As can be seen from the above technical description, the present invention discloses a method for producing an E crystal form of brae aconitine A and an E crystal form of brae aconitine A. The crystalline X-ray powder diffraction pattern according to the present invention measured with Cu—Kα rays is shown in FIG. In the production of the E crystalline form of the braiaconitin A, a mixed solution of alcohol and water is added to the braiaconitin A and stirred to obtain a suspended solid, and the solid is collected by centrifugation. Or n-butanol. The manufacturing process is simple and the resulting crystalline form is of high purity and is characterized by XRD, DSC, TGA, ^{1 1} HNMR and identified as an E crystalline form. The E crystal form of the obtained brae-aconitine A is an anhydrous crystal form. The results of the stability test show that this crystal has good stability to light, moisture and heat.

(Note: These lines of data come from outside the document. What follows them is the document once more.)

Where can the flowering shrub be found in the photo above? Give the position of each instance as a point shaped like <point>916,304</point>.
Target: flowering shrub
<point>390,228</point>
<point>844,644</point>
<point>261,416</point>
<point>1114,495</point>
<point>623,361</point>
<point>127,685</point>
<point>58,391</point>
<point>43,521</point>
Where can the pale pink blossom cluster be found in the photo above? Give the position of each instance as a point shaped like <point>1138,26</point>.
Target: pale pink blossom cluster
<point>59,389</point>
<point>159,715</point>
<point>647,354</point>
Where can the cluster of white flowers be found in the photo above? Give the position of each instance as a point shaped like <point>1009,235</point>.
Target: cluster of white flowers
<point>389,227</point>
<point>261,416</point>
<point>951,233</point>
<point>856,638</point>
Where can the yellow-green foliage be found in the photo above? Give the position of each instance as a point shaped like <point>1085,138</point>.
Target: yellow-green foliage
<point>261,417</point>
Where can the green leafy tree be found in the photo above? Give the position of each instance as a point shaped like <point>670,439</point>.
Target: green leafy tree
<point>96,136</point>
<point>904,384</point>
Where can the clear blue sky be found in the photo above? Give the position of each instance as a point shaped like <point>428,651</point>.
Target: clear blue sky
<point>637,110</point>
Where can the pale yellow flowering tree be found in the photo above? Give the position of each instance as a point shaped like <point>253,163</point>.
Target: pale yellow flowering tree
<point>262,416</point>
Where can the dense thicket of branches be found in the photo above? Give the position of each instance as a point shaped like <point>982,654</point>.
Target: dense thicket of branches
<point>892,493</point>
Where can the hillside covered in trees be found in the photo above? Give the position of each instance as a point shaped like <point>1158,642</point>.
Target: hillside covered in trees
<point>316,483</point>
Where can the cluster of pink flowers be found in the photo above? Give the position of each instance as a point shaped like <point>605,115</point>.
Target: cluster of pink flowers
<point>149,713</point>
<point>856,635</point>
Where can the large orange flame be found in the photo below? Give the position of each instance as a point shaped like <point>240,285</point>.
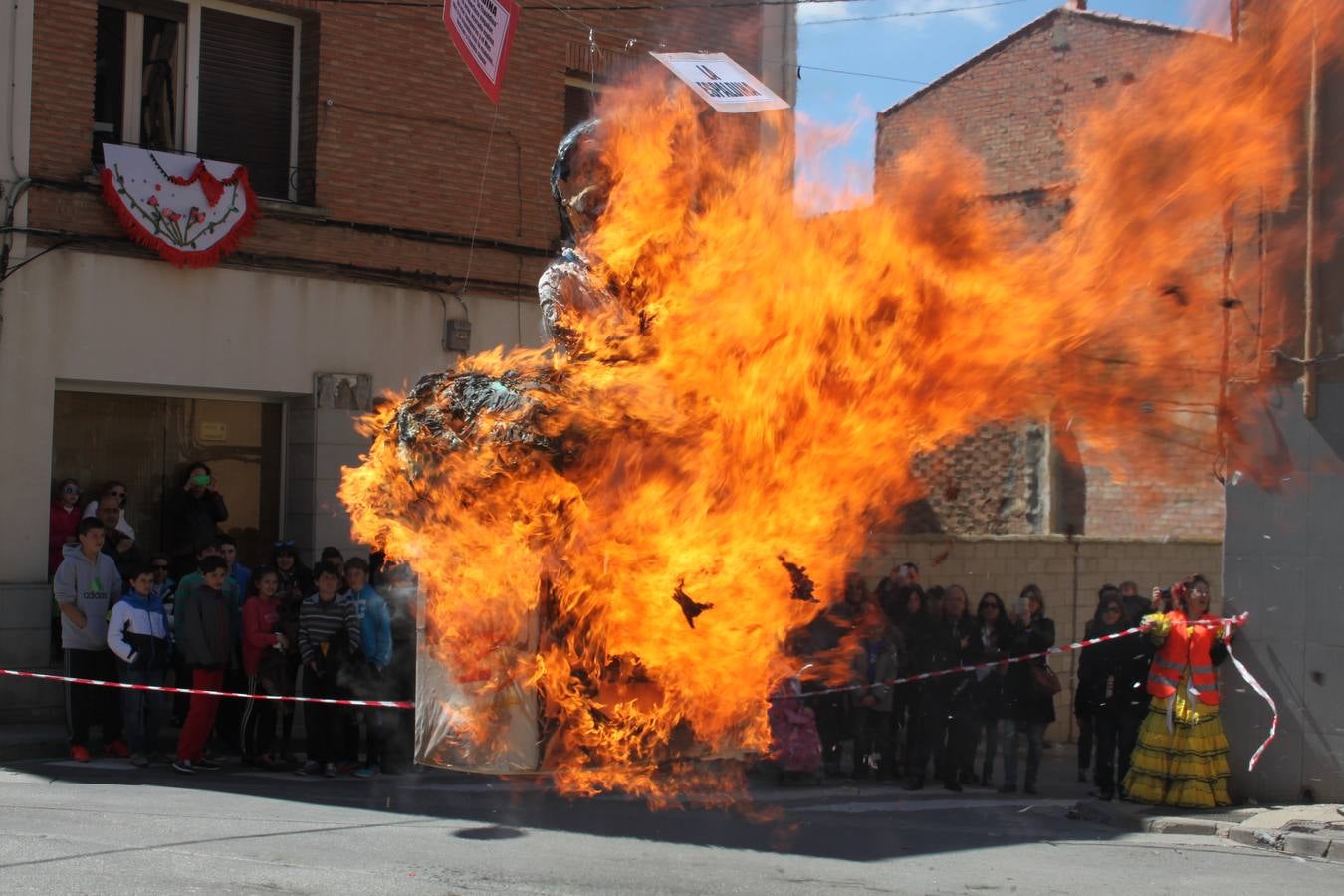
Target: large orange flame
<point>789,371</point>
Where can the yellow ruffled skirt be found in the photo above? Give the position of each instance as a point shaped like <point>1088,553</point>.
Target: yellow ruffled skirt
<point>1185,768</point>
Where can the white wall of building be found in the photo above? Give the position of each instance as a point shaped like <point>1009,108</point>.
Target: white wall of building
<point>112,323</point>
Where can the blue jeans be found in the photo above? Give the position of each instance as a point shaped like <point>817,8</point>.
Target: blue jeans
<point>142,711</point>
<point>1009,734</point>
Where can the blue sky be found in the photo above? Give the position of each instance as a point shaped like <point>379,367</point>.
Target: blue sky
<point>916,49</point>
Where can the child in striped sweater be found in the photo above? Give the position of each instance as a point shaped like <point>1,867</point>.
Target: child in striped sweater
<point>329,638</point>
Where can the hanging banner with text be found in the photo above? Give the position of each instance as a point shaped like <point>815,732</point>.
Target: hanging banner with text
<point>483,31</point>
<point>721,82</point>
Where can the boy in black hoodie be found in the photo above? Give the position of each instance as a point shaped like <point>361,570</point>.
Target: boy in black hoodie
<point>206,639</point>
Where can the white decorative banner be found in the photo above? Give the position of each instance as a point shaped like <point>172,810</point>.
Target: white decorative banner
<point>188,210</point>
<point>721,82</point>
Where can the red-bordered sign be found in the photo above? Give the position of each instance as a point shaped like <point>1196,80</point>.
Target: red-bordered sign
<point>483,31</point>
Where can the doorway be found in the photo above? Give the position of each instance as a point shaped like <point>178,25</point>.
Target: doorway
<point>148,443</point>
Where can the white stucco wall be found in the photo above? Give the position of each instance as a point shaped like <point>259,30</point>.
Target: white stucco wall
<point>107,322</point>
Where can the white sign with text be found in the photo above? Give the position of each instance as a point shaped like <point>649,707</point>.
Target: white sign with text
<point>721,82</point>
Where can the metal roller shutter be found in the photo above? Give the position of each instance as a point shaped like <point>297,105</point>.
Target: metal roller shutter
<point>246,91</point>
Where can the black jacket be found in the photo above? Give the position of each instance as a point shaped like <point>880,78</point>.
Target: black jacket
<point>206,634</point>
<point>1021,699</point>
<point>1112,675</point>
<point>194,519</point>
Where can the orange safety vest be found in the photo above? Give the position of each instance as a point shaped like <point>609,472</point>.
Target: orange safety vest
<point>1186,646</point>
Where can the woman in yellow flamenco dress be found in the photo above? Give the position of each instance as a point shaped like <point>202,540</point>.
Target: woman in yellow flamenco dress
<point>1180,758</point>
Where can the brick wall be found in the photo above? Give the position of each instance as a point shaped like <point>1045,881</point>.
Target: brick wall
<point>1013,107</point>
<point>392,131</point>
<point>1068,573</point>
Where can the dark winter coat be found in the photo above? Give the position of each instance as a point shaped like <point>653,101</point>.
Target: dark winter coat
<point>206,629</point>
<point>1112,675</point>
<point>192,520</point>
<point>1021,699</point>
<point>990,683</point>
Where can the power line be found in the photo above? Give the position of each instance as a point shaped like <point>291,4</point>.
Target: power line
<point>679,4</point>
<point>862,74</point>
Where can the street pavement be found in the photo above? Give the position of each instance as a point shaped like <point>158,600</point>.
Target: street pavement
<point>108,827</point>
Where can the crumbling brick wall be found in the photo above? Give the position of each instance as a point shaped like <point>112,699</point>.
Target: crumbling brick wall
<point>1012,107</point>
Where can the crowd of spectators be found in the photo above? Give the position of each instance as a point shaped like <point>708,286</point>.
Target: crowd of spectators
<point>955,729</point>
<point>194,615</point>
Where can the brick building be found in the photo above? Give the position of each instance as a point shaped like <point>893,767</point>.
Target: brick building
<point>364,135</point>
<point>1013,107</point>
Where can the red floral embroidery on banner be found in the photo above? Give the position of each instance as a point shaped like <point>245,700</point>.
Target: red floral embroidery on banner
<point>211,185</point>
<point>180,237</point>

Hereinafter, in order to more clearly explain the technical description in the embodiment or the prior art of the present invention, the drawings that need to be used in the description of the embodiment or the prior art will be briefly introduced.
FIG. 1 is an XRPD pattern of crystal form E. FIG. 2 is a TGA / DSC curve of crystal form E. FIG. 3 is a ¹ HNMR spectrum of crystal form E. FIG. 4 is a PLM image of the crystal form E. FIG. 5 is a DVS graph of crystal form E. FIG. 6 is an XRPD comparison diagram before and after the DVS measurement of the crystal form E. FIG. 7 is an XRPD comparison diagram before and after the evaluation of the stability of the crystal form E.

Hereinafter, the technical description of the present invention will be described more clearly and fully in combination with the embodiments of the present invention, but the described embodiments are not all embodiments but only a part of the embodiments of the present invention. It is clear that there is no such thing. All other embodiments obtained by one of ordinary skill in the art based on the embodiments of the present invention without creative labor shall be included in the scope of protection of the present invention.

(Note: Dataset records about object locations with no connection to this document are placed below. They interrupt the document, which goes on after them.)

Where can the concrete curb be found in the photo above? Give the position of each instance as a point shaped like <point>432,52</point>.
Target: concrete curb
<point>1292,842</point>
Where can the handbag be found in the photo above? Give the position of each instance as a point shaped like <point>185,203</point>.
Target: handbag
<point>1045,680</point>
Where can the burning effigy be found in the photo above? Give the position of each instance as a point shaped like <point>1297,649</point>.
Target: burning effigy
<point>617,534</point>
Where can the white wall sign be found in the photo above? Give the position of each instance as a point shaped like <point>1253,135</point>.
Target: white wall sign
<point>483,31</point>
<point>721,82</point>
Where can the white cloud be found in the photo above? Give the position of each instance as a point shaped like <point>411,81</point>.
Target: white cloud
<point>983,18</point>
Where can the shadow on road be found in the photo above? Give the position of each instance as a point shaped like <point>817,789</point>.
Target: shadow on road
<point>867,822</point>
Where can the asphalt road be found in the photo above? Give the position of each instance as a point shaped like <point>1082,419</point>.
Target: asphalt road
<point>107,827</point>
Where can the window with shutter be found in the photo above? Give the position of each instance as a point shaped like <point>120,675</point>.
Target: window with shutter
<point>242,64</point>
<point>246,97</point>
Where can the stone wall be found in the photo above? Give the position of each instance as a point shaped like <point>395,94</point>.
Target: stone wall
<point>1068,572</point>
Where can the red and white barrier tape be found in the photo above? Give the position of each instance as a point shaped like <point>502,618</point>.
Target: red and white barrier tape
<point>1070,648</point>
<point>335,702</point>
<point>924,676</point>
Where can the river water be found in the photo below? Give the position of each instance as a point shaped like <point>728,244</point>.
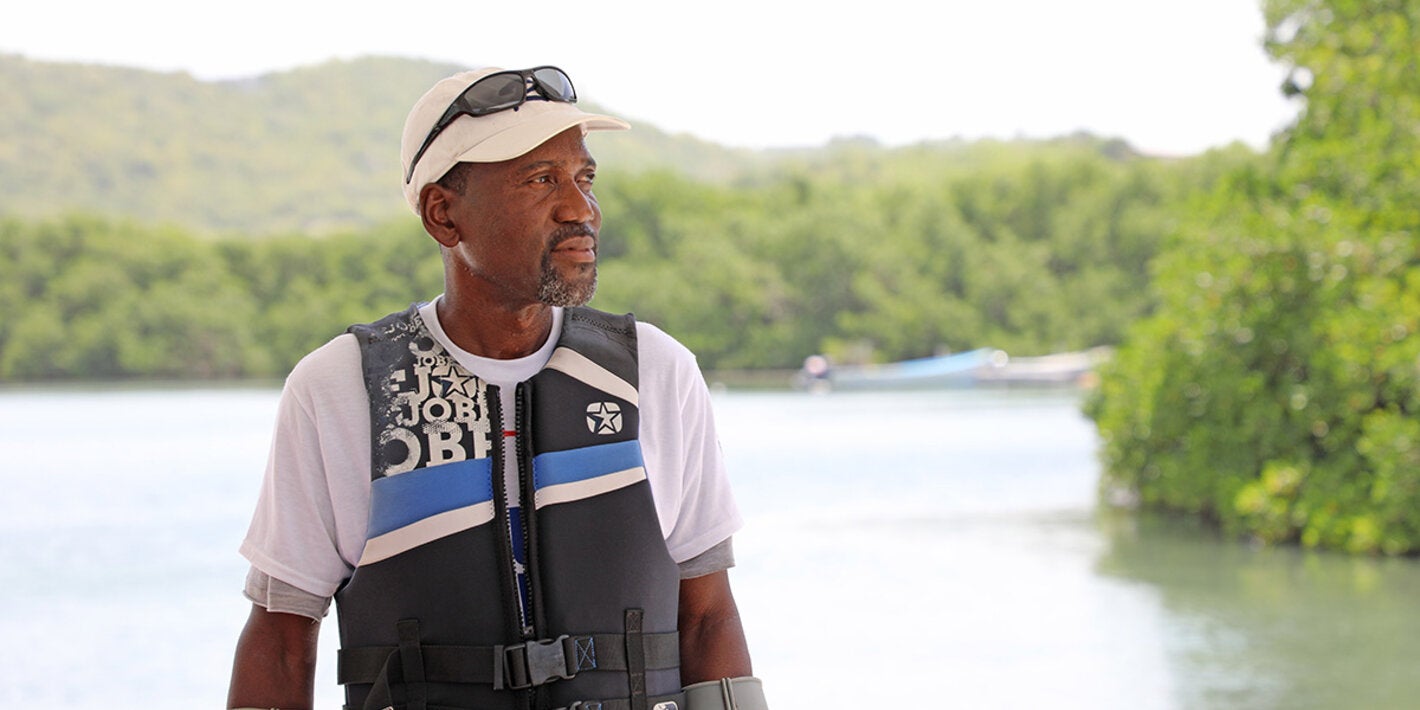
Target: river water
<point>902,550</point>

Hereinafter, in order to further understand the present invention, the present invention will be described in detail together with specific examples. In the following examples, unless otherwise specified, the test method is generally carried out according to normal conditions or conditions recommended by the manufacturer.

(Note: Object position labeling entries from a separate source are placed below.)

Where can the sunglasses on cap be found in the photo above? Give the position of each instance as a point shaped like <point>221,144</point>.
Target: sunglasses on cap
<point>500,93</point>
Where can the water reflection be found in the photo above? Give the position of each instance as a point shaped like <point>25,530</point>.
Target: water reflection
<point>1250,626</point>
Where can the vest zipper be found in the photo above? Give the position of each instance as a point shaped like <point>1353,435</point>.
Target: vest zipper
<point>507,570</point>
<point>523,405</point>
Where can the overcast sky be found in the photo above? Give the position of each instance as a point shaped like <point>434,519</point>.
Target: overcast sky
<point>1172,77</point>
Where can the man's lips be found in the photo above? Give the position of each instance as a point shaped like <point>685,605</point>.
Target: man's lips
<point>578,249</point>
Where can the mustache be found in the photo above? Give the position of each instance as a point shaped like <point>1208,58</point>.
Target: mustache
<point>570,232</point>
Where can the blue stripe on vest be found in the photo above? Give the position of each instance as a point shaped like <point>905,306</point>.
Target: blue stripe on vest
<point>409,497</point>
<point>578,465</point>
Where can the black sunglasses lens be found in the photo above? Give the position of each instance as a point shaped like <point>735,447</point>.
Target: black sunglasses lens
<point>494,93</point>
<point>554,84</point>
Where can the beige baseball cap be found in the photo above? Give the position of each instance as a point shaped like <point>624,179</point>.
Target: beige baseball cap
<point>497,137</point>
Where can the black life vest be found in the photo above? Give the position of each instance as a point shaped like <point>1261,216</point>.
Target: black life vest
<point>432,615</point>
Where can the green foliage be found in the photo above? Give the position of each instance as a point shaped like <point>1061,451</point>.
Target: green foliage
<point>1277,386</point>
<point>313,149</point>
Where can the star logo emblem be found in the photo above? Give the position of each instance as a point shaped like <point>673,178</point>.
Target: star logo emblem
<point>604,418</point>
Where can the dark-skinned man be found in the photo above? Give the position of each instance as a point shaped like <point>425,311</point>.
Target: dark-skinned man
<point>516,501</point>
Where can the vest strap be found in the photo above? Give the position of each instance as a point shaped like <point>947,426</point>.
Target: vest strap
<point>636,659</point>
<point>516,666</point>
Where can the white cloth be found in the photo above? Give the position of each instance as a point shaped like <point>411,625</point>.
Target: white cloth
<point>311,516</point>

Measurement parameters The XRPD patterns were collected by the PANAlytic Empyrena and X'Pert3 powder X-ray diffraction analyzers, and the scan parameters are shown in Table 1.

Thermogravimetric analysis (TGA) and differential scanning calorimetry (DSC)

TGA and DSC diagrams are collected by TA Q5000 TGA / TA Discovery TGA5500 thermogravimetric analyzer and TA Q2000 DSC / TA Discovery DSC2500 differential scanning calorimeter, respectively, and the measurement parameters are shown in Table 2.

Dynamic Moisture Adsorption (DVS)
Curves of dynamic moisture adsorption (DVS) were collected by SMS (Surface Measurement Systems) DVS Insitic. Relative humidity at 25 ° C. was calibrated by the deliquescent points of LiCl, Mg (NO ₃ ) ₂ and KCl. The parameters of the DVS measurement are shown in Table 3.

Liquid Nuclear Magnetic Resonance Liquid nuclear magnetic resonance spectra were collected on a Bruker 400M nuclear magnetic resonance apparatus using DMSO-d6 as a solvent.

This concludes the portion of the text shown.